A deep sigh fills the air between them. The man places the paper bag on the park bench, sits down next to it. Kaarina’s frozen on her feet, unsure what to do.
“What kind of infection is it?”
She cocks her head, takes a step closer.
“What?”
“Your horse, what kind of an infection does it have? Considering the amount of medicine the young man purchased for you yesterday, it’s a horse you’re trying to save. Unless you’ve made friends with the moose or the bears…” He stops to laugh a little at his own joke, “But that’s unlikely, considering that you’re standing there in one piece.”
With careful steps, Kaarina walks around the bench and sits on the opposite side from him.

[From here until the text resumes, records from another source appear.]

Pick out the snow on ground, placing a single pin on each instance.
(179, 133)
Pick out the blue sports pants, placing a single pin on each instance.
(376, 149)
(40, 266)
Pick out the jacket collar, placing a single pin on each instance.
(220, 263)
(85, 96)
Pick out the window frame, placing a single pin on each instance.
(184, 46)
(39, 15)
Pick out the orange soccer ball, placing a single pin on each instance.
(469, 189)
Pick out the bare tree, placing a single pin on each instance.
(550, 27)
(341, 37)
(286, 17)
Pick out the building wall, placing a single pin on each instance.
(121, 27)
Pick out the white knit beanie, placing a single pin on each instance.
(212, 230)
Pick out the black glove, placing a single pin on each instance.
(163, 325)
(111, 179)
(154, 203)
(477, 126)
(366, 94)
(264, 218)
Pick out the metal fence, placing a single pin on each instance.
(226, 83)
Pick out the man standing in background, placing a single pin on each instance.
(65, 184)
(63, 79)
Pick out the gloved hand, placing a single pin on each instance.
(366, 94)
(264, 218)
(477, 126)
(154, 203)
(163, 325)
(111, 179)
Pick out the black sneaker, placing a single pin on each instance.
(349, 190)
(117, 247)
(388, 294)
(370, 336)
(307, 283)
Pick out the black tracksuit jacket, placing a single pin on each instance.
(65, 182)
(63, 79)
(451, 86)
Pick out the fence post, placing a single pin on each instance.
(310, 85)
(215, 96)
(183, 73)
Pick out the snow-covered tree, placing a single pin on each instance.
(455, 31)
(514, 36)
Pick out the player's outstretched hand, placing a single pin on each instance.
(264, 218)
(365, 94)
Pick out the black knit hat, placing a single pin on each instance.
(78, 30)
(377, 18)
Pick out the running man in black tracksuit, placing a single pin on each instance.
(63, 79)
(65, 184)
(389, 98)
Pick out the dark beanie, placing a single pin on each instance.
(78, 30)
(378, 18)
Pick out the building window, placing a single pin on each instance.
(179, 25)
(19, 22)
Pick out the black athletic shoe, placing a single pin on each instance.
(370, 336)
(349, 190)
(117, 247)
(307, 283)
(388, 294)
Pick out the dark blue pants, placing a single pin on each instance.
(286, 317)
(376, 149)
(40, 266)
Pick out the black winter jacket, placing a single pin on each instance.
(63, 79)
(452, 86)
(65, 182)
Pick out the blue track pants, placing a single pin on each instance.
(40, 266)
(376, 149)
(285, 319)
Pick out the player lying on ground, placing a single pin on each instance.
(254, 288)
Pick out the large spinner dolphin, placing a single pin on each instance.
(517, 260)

He must have seen her through the pharmacy window yesterday. How else would he know it was her who Markus bought the medicine for?
“It’s something in his respiratory system. He can barely breathe.”
The man takes off his AR-glasses, exposing a glazed eye. His other eye is only partly covered by the milky film.
“Your eye,” Kaarina says, knowing that she shouldn’t stare. Or ask. “Can’t they fix it?”
“They sure can.”
“But?”
A shrug. The man gives her a small smile. “I rather know when it’s my time to go. Let my body age with dignity. Not all of us have the need to run from what’s coming.”
The paper bag rustles as he places it between them on the bench. He nods toward it, his hands playing with the headband on his AR-glasses.
Kaarina holds her breath, hesitating, her eyes moving between the old man and the paper bag between them.